The anti-abortion movement may have coined a new slogan (Both Lives Matter) off the back of the US movement against racism and police brutality, called Black Lives Matter, but it is not a new concept for them. In fact, it is Catholic policy to claim that a pregnant woman’s life and fetal life deserve equal treatment and have equal rights. That is also what the 8th Amendment to the Irish Constitution says, which is why the abortion rights movement in Ireland is campaigning to have it repealed. Indeed, the future of the 8th Amendment was the subject of a Citizen’s Assembly in Ireland, which made its recommendations to the Irish parliament in July 2017. Most members of the Assembly recommended repeal and much more.

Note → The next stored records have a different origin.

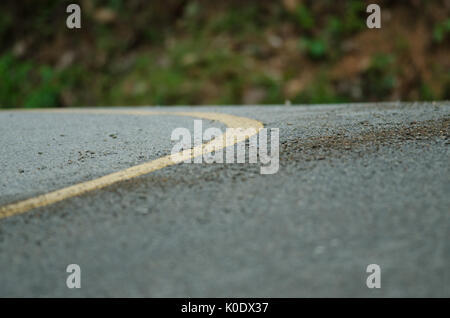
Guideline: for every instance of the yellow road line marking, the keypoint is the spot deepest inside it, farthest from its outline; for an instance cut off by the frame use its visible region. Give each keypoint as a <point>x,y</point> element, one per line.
<point>217,143</point>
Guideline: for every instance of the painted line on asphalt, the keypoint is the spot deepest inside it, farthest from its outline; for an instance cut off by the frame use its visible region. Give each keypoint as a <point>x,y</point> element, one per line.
<point>215,144</point>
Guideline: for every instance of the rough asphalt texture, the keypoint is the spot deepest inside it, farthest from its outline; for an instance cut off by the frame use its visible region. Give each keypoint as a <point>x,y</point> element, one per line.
<point>358,184</point>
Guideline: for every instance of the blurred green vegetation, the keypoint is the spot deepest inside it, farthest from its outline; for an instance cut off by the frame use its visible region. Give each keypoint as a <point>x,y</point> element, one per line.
<point>198,52</point>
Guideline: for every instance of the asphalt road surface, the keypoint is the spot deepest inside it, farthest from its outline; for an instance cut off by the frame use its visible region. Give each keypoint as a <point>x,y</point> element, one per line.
<point>357,185</point>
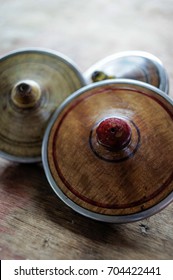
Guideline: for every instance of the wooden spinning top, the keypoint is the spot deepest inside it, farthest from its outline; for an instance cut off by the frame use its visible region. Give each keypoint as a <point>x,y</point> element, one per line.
<point>108,151</point>
<point>33,83</point>
<point>136,65</point>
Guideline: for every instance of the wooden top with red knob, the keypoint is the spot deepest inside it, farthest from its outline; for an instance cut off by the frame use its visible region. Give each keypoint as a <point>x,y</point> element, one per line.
<point>108,151</point>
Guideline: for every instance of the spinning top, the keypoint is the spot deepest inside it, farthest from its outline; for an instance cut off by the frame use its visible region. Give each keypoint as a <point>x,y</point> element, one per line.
<point>108,151</point>
<point>33,83</point>
<point>134,65</point>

The billboard that the anti-abortion movement put up, which used their new slogan, Both Lives Matter, claims that 100,000 lives had been saved because of the restrictive abortion law in Northern Ireland. But this number was plucked from the air. They have no way of knowing whether it is anything close to the truth or a gross exaggeration.

Unfortunately, the Advertising Standards Authority dismissed the complaints lodged against the billboard for being misleading. As Elizabeth Nelson of the Belfast Feminist Network wrote: “It’s a fairly large number, 100,000, but nice and round. Easy to compute. Most of us could even divide it by 10, at a push. Apparently it is this convenient roundedness that led the (ASA) this week to dismiss the complaints…” She quotes the ASA: “We considered that 100,000 was a large, round number that readers would typically associate with estimates” – which they seem to have concluded was therefore unproblematic. So much for the validity of data provided to the public. Nelson concludes: “It is perhaps beyond the remit of the ASA to name this for what it is. But it is not beyond ours.”

And let us never forget that the claim is bogus that you can give equal rights to the woman and the fetus. That policy was the direct cause of death of Savita Halappanavar in Ireland and Valentina Milluzzo in Italy. In both cases, emergency obstetric care to save the women’s lives was needed, and that care included abortion. Yet abortion was refused until their lives were beyond saving, because there was still a fetal heartbeat – in spite of the fact that in both cases, the pregnancy was far too early for the fetus to survive no matter what.